Türkei wartet ab

■ Die Stimmung ist gegen ein militärisches Engagement

„Nobel, kultiviert, feinsinnig und gebildet“ ist laut Lexikon die Bedeutung des alttürkischen Wortes „Celebi“. Der Streich der Geschichte wollte es, daß sich zwei Minister mit dem Nachnamen Celebi an dem irakisch-türkischen Grenzübergang Habur trafen: Der irakische Ölminister Aslan El Celebi und der türkische Staatsminister Isin Celebi. Bei dem Treffen ging es weniger „kultiviert“ zu. Die Irakis forderten die Lieferung von Lebensmitteln und Medikamenten. Die Türken - beteiligt am Embargo der Vereinten Nationen ließen abblitzen.
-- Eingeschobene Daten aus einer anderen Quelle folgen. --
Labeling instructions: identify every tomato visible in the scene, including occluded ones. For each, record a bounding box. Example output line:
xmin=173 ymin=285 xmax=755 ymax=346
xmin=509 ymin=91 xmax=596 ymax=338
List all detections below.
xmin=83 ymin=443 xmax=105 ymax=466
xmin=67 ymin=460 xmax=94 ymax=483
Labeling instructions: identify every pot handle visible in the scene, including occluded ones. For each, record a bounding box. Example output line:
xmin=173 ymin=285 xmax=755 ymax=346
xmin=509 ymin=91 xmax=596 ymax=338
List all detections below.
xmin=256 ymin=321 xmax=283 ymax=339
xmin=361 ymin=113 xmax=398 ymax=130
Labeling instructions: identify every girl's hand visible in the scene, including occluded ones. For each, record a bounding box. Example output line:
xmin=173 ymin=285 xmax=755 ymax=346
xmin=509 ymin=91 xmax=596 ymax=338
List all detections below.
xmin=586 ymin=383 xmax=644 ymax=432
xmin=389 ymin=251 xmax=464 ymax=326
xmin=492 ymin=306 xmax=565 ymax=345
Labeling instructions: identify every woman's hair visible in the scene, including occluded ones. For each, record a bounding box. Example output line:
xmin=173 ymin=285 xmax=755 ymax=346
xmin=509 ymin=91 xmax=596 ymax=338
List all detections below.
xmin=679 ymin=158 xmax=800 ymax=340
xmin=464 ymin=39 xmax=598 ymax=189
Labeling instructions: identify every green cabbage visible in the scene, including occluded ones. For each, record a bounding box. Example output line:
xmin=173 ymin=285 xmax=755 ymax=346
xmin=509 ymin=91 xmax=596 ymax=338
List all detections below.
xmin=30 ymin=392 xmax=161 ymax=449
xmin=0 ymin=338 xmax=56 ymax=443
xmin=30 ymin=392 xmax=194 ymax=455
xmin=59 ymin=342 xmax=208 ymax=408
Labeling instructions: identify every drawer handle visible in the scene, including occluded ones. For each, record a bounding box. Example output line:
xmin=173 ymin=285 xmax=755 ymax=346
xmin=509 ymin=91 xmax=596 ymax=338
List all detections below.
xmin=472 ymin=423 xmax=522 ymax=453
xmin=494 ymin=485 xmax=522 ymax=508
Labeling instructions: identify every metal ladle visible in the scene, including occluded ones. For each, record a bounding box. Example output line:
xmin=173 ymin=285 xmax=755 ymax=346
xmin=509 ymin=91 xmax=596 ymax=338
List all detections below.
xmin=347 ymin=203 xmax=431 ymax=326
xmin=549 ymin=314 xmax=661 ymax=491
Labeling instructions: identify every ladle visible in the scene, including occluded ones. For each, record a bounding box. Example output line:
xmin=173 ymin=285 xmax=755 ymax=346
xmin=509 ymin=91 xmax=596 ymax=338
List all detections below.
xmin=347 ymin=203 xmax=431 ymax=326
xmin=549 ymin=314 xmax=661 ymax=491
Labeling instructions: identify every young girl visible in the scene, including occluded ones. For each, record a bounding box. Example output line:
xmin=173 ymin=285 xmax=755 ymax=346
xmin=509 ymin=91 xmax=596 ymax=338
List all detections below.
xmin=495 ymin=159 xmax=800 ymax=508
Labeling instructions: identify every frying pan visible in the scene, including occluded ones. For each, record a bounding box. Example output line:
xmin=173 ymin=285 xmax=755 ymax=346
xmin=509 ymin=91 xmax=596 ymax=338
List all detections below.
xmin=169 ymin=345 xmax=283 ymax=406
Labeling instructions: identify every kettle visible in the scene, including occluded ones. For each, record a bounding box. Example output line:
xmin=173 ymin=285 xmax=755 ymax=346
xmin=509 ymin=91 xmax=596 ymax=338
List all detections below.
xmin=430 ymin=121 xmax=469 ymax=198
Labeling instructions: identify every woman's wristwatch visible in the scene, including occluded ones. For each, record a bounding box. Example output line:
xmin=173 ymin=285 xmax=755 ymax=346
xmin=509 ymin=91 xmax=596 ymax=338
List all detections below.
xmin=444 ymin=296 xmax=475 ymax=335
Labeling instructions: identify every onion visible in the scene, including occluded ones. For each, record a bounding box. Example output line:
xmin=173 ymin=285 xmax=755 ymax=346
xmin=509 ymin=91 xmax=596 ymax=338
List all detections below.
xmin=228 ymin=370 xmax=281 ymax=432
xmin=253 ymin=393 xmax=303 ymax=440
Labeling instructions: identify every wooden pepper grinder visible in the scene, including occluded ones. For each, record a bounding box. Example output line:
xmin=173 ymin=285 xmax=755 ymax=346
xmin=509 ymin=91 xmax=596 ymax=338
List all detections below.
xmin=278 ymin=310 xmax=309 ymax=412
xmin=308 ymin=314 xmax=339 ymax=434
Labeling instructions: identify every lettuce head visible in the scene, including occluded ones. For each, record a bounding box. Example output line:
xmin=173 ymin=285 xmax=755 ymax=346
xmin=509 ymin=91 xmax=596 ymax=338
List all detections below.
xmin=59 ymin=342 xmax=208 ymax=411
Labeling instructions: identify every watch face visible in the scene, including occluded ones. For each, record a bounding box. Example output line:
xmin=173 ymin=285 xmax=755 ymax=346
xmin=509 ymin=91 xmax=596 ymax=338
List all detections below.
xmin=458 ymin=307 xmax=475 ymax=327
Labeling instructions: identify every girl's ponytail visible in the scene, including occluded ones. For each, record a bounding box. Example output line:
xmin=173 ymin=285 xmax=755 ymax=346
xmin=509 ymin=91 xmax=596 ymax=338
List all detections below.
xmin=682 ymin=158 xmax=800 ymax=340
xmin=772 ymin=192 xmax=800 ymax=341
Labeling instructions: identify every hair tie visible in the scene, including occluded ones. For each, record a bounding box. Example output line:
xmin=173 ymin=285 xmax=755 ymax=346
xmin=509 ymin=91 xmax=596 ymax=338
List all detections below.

Der Grenzplausch sollte ursprünglich geheimgehalten werden. Doch im Vorfeld des Treffens von UN-Generalsekretär Perez de Cuellar mit dem irakischen Außenminister Tarik Aziz in Amman erschien es dem türkischen Außenministerium opportuner, das Treffen anzukündigen, um wenigstens die Verhandlungsbereitschaft Ankaras anzuzeigen. Denn angesichts der realen Gefahr, die der Türkei als Grenzland droht, empfindet man in Ankara Beunruhigung über das Drängen der USA und der Saudis, die der Türkei eine aktivere Rolle zuweisen möchten. „Das saudische Volk will in den multinationalen Verbänden auch die moslemischen türkischen Soldaten sehen. „Sie werden uns ehren“, ließ der saudische König Fahd die türkische Regierung wissen.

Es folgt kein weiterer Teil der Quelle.